I suspect a full answer is improbable, but to offer a fragment:
He took the Macro 10 Assembler and defined macro, so we could just
type in sort of a form of 8080 code. Then he modified the DDT-10, the
symbolic debugger that was on the 10, to understand these
instructions. He then wrote a simulator to simulate these
instructions.
...
And, because we'd never had the chip, just the book from Intel, if we had made any mistake in terms of how the instructions worked, the thing never would have run. [...] Paul was scheduled to fly out to Albuquerque. He decided to go get some sleep. I stayed up all night reading the book to see if we'd miscoded some of the instructions. And finally, decided it was all okay, punch out the paper tape, and made sure Paul got that before he went off on his plane.

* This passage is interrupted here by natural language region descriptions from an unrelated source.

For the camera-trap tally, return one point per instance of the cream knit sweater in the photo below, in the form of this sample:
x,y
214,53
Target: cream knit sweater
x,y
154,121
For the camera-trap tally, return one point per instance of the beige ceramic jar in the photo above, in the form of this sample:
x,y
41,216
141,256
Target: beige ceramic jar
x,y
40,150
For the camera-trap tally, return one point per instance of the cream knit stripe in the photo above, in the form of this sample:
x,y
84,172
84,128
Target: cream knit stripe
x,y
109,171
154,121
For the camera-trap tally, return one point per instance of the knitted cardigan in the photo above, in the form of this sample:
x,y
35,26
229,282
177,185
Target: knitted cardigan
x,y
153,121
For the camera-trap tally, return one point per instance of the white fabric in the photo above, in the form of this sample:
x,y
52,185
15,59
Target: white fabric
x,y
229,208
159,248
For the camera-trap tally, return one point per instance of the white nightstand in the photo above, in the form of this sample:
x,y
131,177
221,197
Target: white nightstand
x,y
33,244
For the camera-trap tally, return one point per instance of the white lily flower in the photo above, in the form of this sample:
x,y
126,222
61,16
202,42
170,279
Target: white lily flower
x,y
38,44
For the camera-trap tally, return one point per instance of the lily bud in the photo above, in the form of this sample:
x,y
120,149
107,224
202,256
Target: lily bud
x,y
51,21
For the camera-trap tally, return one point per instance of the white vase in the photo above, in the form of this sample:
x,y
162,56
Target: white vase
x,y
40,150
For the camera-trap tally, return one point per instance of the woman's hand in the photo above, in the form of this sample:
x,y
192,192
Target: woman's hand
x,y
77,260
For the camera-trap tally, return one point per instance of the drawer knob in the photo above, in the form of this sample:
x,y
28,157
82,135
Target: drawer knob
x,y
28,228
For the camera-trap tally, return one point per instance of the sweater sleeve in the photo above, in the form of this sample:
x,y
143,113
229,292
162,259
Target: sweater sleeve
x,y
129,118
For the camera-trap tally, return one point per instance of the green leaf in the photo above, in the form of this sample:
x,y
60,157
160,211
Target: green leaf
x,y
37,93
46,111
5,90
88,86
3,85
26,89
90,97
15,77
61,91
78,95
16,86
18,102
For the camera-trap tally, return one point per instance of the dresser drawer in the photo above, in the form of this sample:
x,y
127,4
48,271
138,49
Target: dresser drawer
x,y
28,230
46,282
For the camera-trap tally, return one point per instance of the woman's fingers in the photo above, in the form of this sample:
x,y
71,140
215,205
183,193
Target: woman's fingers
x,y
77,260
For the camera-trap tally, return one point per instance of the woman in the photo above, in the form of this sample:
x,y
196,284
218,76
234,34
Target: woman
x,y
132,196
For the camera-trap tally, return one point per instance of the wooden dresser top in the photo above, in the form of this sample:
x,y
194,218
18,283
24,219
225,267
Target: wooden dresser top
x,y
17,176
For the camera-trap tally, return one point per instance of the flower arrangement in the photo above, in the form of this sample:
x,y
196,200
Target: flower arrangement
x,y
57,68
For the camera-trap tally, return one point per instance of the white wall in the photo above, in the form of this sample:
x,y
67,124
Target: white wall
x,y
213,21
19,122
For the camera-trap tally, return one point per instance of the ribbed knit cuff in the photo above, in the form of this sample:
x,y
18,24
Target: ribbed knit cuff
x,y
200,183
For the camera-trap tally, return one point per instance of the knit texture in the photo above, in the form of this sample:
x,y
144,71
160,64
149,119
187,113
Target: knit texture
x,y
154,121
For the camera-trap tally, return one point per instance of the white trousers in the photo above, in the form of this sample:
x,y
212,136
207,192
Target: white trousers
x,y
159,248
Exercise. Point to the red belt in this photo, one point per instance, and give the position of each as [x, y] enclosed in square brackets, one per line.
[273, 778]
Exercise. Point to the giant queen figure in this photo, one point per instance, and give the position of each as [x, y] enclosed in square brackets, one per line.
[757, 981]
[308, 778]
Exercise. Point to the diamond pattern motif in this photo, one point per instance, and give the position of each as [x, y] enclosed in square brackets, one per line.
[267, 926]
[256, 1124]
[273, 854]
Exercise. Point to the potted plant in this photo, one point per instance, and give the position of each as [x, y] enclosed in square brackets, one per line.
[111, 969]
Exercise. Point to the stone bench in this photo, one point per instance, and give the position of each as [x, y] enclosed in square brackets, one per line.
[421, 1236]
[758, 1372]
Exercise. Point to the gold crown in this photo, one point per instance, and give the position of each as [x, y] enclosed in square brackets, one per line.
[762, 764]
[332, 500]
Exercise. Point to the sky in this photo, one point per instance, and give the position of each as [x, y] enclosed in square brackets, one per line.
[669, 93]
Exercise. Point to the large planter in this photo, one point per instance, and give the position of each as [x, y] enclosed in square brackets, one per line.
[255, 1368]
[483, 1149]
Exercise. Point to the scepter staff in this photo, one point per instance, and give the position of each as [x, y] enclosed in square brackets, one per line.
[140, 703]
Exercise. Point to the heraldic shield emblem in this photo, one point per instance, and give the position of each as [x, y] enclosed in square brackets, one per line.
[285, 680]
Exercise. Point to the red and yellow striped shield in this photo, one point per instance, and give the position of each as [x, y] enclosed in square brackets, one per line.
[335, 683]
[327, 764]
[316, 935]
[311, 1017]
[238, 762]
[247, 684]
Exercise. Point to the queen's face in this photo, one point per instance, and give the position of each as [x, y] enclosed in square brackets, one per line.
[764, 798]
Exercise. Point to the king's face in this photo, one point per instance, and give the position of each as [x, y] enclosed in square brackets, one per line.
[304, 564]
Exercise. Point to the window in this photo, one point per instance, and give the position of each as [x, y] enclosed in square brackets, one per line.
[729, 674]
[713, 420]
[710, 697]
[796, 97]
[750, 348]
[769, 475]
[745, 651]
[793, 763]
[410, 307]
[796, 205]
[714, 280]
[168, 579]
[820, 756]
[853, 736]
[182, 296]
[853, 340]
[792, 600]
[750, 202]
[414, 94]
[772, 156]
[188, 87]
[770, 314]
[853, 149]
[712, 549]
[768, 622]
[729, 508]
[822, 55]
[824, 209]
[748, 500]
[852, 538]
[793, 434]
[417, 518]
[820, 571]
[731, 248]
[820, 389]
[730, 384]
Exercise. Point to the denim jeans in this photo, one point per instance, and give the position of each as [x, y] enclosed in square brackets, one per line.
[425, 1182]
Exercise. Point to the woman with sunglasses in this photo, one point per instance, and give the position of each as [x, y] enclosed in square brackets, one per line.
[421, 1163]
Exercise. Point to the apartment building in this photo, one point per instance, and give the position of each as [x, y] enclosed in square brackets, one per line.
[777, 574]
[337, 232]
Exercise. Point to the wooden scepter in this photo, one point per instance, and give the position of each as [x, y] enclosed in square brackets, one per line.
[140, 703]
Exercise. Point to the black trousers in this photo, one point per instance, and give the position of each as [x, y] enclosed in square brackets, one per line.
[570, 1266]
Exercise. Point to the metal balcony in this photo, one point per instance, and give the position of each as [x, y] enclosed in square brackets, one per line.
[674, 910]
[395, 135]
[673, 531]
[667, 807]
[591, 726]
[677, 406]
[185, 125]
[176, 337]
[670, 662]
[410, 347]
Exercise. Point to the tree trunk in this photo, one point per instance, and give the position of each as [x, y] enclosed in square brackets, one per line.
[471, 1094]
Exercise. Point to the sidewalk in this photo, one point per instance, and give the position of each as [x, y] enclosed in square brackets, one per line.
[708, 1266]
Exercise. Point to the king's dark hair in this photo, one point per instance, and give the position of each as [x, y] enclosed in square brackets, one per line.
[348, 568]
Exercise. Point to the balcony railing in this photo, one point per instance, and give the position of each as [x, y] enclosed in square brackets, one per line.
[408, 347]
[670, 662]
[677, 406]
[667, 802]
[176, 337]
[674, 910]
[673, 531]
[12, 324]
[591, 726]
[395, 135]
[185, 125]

So as to your first question of how, it sounds like the simulator may actually have been, or have started as, a static recompiler — they not just wrangled 8080-esque syntax via macro, but also ensured that the symbolic debugger could "understand these instructions". I cannot make sense of attaching a machine's native debugger and teaching it to understand macro-sourced compounds as anything other than static recompilation.
I am further assuming that since it is documented that the 8080 simulator is a code adaptation of the 8008 simulator, Gates is speaking in aggregate.

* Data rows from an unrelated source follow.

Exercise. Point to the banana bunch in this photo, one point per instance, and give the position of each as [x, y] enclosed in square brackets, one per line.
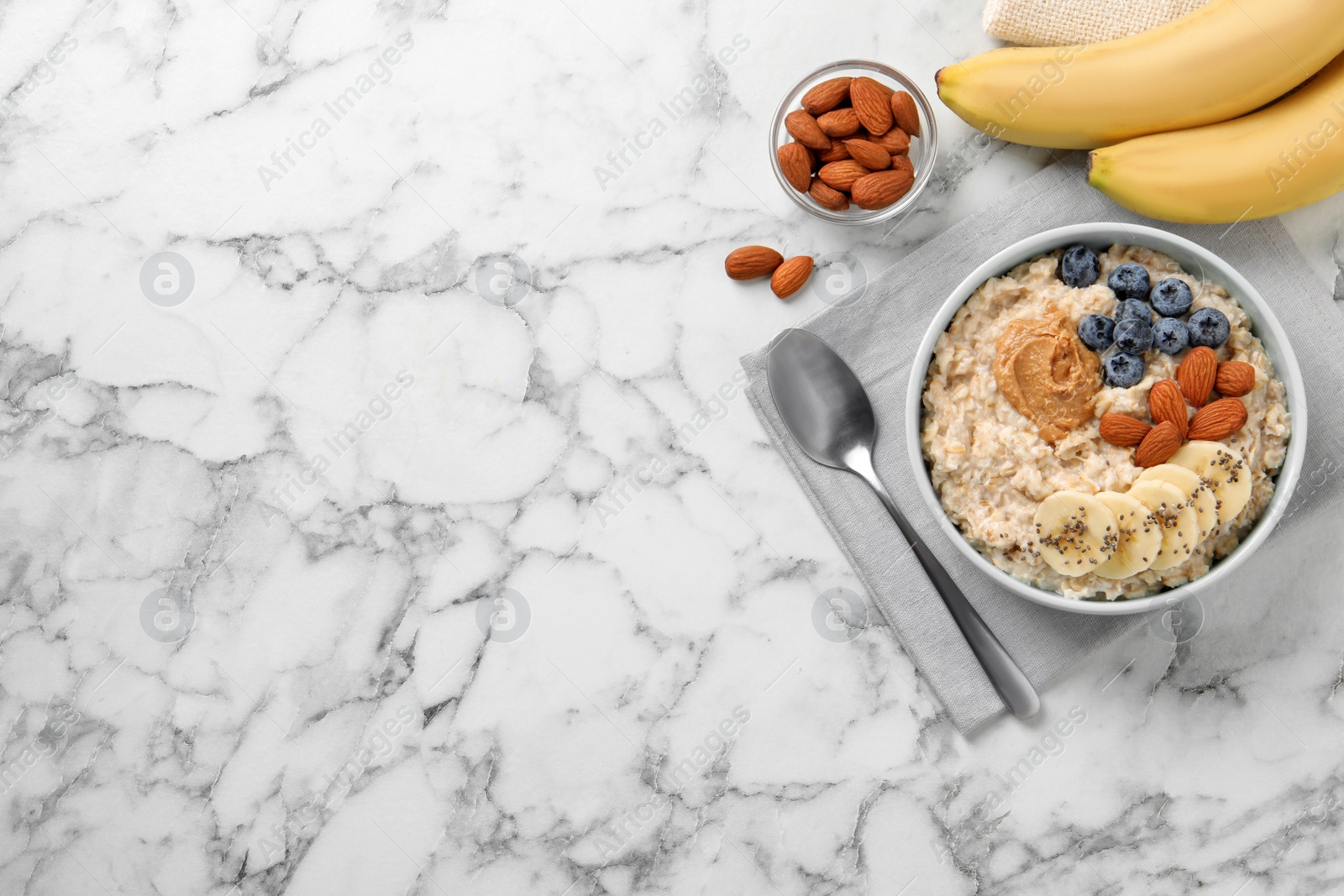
[1202, 120]
[1156, 526]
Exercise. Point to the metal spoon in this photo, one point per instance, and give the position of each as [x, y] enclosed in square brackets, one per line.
[826, 409]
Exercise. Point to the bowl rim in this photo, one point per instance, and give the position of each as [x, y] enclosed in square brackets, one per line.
[927, 148]
[1263, 322]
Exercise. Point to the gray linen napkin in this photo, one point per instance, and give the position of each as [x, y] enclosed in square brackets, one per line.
[878, 336]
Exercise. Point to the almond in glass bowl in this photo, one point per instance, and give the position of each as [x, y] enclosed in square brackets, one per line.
[870, 117]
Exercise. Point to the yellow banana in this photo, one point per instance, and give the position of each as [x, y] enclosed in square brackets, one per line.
[1211, 65]
[1274, 160]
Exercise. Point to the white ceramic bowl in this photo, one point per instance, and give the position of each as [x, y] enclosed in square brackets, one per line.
[1196, 261]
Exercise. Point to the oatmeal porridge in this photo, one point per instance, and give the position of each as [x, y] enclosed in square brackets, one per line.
[1048, 445]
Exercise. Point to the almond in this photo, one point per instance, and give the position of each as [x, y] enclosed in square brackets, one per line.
[806, 129]
[1196, 375]
[796, 164]
[837, 154]
[840, 123]
[790, 275]
[905, 113]
[882, 188]
[750, 262]
[1122, 429]
[871, 103]
[895, 141]
[1159, 445]
[827, 197]
[840, 175]
[1218, 419]
[1167, 403]
[869, 155]
[1234, 379]
[827, 96]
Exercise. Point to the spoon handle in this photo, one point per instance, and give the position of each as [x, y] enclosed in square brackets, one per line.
[1008, 680]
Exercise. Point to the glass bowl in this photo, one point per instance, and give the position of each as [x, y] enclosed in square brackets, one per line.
[924, 149]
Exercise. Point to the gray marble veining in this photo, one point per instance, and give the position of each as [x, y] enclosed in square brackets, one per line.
[405, 530]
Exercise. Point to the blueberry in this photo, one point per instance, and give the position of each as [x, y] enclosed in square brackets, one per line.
[1209, 327]
[1124, 369]
[1128, 308]
[1097, 332]
[1133, 336]
[1079, 266]
[1129, 281]
[1169, 335]
[1171, 297]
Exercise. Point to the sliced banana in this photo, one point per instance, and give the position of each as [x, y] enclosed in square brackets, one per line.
[1075, 533]
[1225, 472]
[1194, 486]
[1176, 517]
[1140, 537]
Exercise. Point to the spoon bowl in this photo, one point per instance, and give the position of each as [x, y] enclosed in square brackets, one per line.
[827, 410]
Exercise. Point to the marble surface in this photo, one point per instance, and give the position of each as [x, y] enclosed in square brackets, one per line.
[262, 506]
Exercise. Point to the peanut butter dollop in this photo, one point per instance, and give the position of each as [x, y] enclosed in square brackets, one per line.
[1047, 374]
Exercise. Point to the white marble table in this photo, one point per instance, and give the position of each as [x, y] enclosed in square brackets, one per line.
[257, 504]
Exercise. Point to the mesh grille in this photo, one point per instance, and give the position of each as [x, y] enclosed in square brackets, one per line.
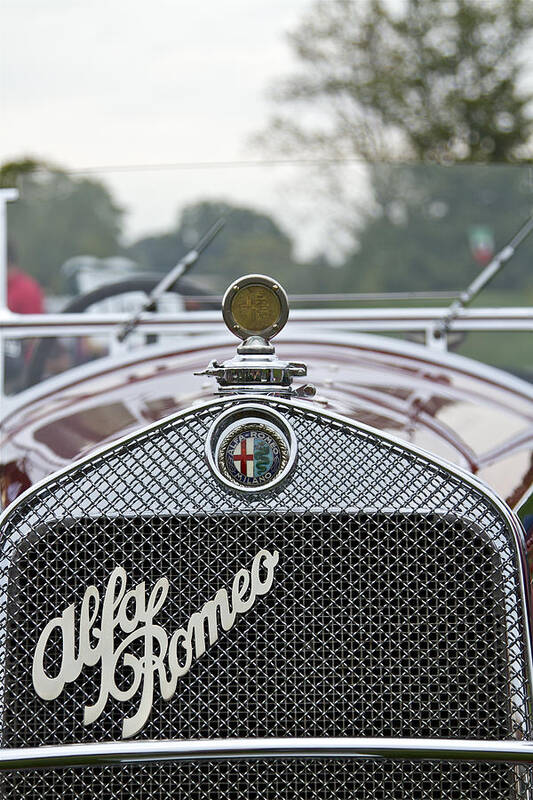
[281, 779]
[395, 609]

Given that a simulator is then mentioned as a third step I'd dare imagine it went:
- macros to provided 8008-esque syntax, assembling into sets of instructions that simulate 8008 behaviour;
- adapt the debugger to understand that;
- start coding the intended product, using tools developed so far to try to get correct code;
- simultaneously write a simulator, little more than a fetch-dispatch lookup loop;
- use that as a way to verify real 8008 bytecode, once you're at the stage of taking your correct code and ensuring that it is efficient for time and space.

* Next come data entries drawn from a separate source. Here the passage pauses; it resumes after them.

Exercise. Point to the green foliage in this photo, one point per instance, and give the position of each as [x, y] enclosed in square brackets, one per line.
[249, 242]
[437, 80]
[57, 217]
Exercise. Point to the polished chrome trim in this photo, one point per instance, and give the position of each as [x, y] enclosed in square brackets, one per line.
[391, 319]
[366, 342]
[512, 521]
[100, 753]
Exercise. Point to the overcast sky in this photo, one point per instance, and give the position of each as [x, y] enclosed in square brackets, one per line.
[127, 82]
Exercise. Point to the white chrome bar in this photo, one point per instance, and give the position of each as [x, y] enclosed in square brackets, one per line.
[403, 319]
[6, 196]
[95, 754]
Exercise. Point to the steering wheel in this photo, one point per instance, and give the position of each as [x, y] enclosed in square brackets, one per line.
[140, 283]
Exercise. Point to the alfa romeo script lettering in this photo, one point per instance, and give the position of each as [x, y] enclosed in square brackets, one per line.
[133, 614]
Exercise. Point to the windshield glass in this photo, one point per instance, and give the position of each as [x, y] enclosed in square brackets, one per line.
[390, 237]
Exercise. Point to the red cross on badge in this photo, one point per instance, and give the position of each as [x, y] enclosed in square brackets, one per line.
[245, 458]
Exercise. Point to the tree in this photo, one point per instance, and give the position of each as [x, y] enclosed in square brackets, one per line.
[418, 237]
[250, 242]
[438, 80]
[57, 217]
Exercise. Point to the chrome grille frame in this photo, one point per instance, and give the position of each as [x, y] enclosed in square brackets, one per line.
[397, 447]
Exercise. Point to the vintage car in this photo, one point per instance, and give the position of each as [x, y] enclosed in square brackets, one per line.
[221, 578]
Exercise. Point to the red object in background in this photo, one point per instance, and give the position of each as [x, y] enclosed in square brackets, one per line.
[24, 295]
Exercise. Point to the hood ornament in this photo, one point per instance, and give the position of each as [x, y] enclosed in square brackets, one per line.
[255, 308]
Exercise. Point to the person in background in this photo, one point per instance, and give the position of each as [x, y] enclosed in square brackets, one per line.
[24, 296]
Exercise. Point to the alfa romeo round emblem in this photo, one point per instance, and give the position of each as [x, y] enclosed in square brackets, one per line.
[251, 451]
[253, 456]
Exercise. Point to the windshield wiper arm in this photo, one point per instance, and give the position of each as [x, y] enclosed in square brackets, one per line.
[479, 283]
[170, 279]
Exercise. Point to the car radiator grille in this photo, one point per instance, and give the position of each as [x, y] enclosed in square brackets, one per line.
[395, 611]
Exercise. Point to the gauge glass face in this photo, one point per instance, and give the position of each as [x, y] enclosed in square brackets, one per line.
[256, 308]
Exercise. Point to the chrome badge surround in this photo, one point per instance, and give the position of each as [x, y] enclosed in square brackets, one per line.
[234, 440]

As to testing correctness, it sounds like all they had was the official documentation from Intel. Luckily Intel documentation of the era tended to be reasonably complete and accurate as far as it went. Likely they just declined to try to use any functionality that wasn't sufficiently well specified. That specific quote is about the Altair 8080 BASIC rather than the 8008 so one can at most speculate a similar process: build the software from the official documentation, test as and when a real opportunity arises but due to resource availability, not until very late.